How can the government help support local news?
“Public policy is not a silver bullet – there’s not one public policy that’s going to save us,” said Anna Brugman, director of policy at Rebuild Local News, a national organization that helps produce policy solutions for journalism.
“I could pass every public policy in our portfolio and we would still have problems,” Brugman said, speaking to what attendees called the “all of the above” approach to advancing journalism today.
Still, Brugman brought a lot of ideas to the New Mexico Local News Summit. For example, at the national level there’s a bill called the Journalism Competition and Preservation Act, which is an antitrust policy that would give publishers the ability to band together to negotiate for remuneration from Google and Facebook, the tech giants that control the vast majority of digital advertising dollars in America.
Meanwhile, Brugman said, a bill in congress dubbed “The Community News and Small Business Support Act,” which provides a tax credit for local businesses that advertise in local media, and a payroll tax credit to bring direct relief to local news organizations that have employees.
She even cited some policy ideas that could play out at the city level, such as subsidizing local advertising or providing a gross receipts tax refund.
In a panel session on policy possibilities, moderator Lily Irvin-Vitela, a communications consultant, recalled a series of community conversations on behalf of local journalism in New Mexico, where she heard how vital local news is for small communities.
“We all had a lot in common,” she said, “and one of the messages that came through loud and clear from folks who are already highly engaged in community is that they believe in their local media – they trust their local media – but not when the coverage isn’t coming locally.”
Summit organizer Mark Glaser said the state of New Mexico is investing in local news through its support of a Local News Fellowship program run by The Local News Fund and UNM Communication and Journalism Department. Glaser said the local news fund will be pursuing $500,000 from the state legislature for the local news fellows next year.
One of the New Mexico Local News Fellows, UNM graduate Jeanette DeDios, appeared on the policy panel and vouched for the value of public investment in workforce training. It takes financial pressure off of employers and increases the prospect of keeping young talent in the field of journalism, and hopefully remaining in New Mexico.
“We need to show the community that they are important and they are worth covering,” DeDios said.
Where to go from here
“This was the first time we did this. It was very successful,” Glaser said. “We got a lot of sponsors. We sold out all of the tickets, and we had a lot of reporters and students coming.”
“So far from the response, I think there’s a good chance we’ll do more,” Glaser added.
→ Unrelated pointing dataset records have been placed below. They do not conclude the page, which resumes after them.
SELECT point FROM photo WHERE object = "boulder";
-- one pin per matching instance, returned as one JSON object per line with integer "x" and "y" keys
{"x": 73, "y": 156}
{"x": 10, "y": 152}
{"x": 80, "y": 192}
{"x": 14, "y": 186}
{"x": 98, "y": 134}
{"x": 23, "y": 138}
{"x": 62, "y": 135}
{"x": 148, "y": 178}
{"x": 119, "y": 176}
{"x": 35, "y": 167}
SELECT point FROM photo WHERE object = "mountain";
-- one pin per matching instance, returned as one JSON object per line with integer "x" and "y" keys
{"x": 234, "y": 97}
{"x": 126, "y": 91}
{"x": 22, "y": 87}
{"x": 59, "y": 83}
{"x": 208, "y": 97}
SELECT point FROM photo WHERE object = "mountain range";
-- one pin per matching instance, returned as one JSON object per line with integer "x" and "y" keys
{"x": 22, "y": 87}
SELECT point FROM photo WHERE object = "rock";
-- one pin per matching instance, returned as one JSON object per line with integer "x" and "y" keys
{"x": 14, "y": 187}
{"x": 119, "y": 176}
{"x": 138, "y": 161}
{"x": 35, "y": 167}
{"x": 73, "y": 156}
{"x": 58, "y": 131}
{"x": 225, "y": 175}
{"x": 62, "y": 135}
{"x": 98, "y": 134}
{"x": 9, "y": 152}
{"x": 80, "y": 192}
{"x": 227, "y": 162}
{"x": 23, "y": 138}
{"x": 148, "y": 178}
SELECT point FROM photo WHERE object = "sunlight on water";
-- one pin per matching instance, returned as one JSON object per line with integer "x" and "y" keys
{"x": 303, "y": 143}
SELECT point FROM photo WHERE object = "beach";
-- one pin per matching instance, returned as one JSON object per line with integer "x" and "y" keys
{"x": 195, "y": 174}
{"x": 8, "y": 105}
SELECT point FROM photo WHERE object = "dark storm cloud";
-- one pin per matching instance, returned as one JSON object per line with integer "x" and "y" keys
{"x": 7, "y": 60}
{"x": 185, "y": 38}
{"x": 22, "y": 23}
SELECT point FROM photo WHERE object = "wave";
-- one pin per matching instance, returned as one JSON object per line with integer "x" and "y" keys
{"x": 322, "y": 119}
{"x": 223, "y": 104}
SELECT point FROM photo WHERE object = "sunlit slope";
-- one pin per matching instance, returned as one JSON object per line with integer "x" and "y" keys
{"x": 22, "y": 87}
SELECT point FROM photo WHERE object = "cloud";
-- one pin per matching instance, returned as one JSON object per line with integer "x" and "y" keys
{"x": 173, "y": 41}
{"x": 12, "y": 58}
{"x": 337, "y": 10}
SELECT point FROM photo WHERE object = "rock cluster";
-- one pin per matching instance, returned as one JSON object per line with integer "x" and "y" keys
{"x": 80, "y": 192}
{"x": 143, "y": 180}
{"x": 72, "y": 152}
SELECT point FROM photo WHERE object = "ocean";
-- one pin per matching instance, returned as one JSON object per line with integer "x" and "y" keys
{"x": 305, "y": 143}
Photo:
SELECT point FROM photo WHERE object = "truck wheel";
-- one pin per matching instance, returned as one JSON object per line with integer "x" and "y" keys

Meantime, Glaser is in the process of gathering all the notes from the conference so that the ideas and solutions are preserved and shared for further consideration.
He also said that New Mexico is looking at ways to fundraise on a wide, local level, so it might present a matching-grant opportunity in the national Press Forward campaign that rolls out next year.
“I hope the thing that people take away is that they’ll understand the issues — and that they’re all a part of that solution,” Glaser said.
“They all have a voice in how we can make things work so that people get the news that they need.”